Die Staatsanwaltschaft ist allgemein bei absoluten Antragsdelikten und Offizialdelikten kraft Gesetzes verpflichtet, von Amts wegen die Strafverfolgung aufzunehmen. Es gibt jedoch Straftaten, die wegen der geringen Schuld des Täters nicht verfolgt zu werden brauchen. Es liegt im Rahmen des Ermessens, ob eine Strafverfolgung von Vergehen bei zu erwartender geringer Schuld eingeleitet wird; dies ist Ausdruck des Opportunitätsprinzips.

Der Gesetzgeber hatte im Rahmen der Reform des Straf- und Strafverfahrensrechts im Januar 1975 bereits die Deliktsform der Übertretung abgeschafft und damit die bisherige Dreiteilung der Straftaten in Verbrechen, Vergehen und Übertretungen zugunsten einer Zweiteilung in Verbrechen und Vergehen aufgegeben.
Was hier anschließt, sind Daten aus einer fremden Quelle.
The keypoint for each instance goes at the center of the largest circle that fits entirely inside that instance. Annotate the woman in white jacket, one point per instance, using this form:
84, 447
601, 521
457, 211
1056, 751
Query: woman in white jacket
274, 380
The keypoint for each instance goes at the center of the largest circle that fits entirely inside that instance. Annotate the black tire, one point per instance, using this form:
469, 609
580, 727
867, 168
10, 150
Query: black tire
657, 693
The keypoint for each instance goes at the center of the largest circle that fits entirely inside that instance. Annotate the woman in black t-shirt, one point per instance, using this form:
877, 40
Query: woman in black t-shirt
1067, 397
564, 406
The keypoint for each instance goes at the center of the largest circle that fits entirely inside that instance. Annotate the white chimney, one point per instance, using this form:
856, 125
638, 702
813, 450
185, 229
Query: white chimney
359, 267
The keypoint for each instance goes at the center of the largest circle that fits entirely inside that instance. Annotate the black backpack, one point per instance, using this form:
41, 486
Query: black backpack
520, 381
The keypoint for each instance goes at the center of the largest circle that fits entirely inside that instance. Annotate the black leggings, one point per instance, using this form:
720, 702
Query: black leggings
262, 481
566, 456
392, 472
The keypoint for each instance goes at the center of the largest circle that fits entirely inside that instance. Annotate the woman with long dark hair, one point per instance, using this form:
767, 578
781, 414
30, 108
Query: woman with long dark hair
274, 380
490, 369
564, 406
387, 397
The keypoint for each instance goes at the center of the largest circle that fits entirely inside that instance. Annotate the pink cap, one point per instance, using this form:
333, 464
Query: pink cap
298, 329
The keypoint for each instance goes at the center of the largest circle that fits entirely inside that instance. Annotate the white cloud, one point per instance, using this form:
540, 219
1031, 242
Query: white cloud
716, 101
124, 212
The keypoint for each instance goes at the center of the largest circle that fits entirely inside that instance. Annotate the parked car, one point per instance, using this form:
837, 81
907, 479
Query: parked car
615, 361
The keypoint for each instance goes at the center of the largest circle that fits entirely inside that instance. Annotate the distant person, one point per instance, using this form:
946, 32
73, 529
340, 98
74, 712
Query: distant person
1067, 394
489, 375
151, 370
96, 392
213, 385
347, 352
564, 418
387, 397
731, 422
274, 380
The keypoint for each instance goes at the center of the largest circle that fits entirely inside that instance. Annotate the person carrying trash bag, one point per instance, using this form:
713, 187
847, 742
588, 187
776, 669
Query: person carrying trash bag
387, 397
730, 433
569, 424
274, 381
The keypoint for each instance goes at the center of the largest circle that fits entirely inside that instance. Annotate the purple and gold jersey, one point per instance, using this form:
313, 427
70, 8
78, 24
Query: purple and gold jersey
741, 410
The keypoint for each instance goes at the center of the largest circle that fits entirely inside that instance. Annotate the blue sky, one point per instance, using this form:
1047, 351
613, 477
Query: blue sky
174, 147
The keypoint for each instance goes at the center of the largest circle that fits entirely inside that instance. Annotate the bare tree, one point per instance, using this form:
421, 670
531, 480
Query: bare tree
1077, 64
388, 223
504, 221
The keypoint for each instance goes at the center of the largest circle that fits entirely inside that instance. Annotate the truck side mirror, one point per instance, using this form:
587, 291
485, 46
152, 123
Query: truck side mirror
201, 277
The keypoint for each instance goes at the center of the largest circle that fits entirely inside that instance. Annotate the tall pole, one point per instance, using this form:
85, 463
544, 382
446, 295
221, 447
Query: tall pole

Gemessen an der Idee der Gerechtigkeit müssen auch aus verfassungsrechtlichen Gründen Tatbestand und Rechtsfolge sachgerecht aufeinander abgestimmt sein;[1] der Schuldgrundsatz muss sich in seinen die Strafe begrenzenden Auswirkungen mit dem Verfassungsgrundsatz des Übermaßverbotes decken.[2]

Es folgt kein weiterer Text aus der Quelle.